Posted by ComForCare on August 29, 2013 at 9:30 AM

seniors-thumjbs-upAs with the rest of your body, the brain needs to be exercised in order to stay sharp and focused. Most middle-aged and older adults are aware that their memories are perhaps not what they used to be, and more frequent lapses in memory during simple tasks, jokingly called “senior moments,” happen to everyone as they get older. Your brain ages along with the rest of your body, which is why recent and short-term memory suffers more as you age compared to long-term memory, and it takes longer to acquire and remember new information.

Changes in your memory can be frustrating as you age, but such normal changes do not need to interfere with daily living. Here are five methods you can employ on a daily basis to keep your brain in shape and your memory sharp.

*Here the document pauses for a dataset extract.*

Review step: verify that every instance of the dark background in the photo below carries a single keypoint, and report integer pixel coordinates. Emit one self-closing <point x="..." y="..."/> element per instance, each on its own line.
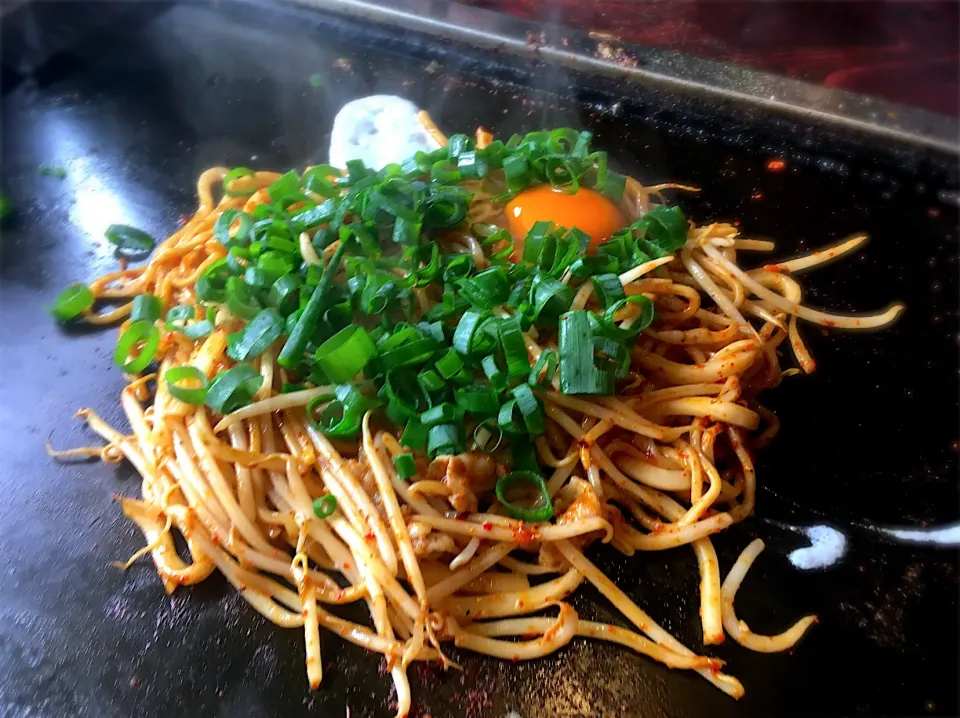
<point x="907" y="51"/>
<point x="134" y="110"/>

ACTIVELY OBSERVE and think about what you want to remember. Use all of your senses. Being active in learning information heightens your abilities to look at details more closely, smell, touch and listen more carefully. In other words, pay attention to what or who you want to remember.

ASSOCIATE or link what you want to remember with what you already know. For example, if you meet a new person named Barbara, think about someone you knew in the past named Barbara. You may learn that Barbara is from Boston or owns a poodle or loves to cook. Associate the information you learn about Barbara to other learned memories as this will link the new information and become more meaningful.

VISUALIZE a picture in your mind of what you want to remember. Using the example of meeting Barbara, build upon that by visualizing Barbara from Boston cooking a lobster. Sometimes using whacky or fantastical images create the most robust memories, but for most people, it will require some practice as we tend to be very logical and serious as adults.

ACTIVELY THINK and expand on the details that you want to remember. The more details you can gain by listening and asking questions will add more meaning and will likely be remembered.

PRACTICE these or other strategies on a daily basis and you will find that your memory for names and words will improve.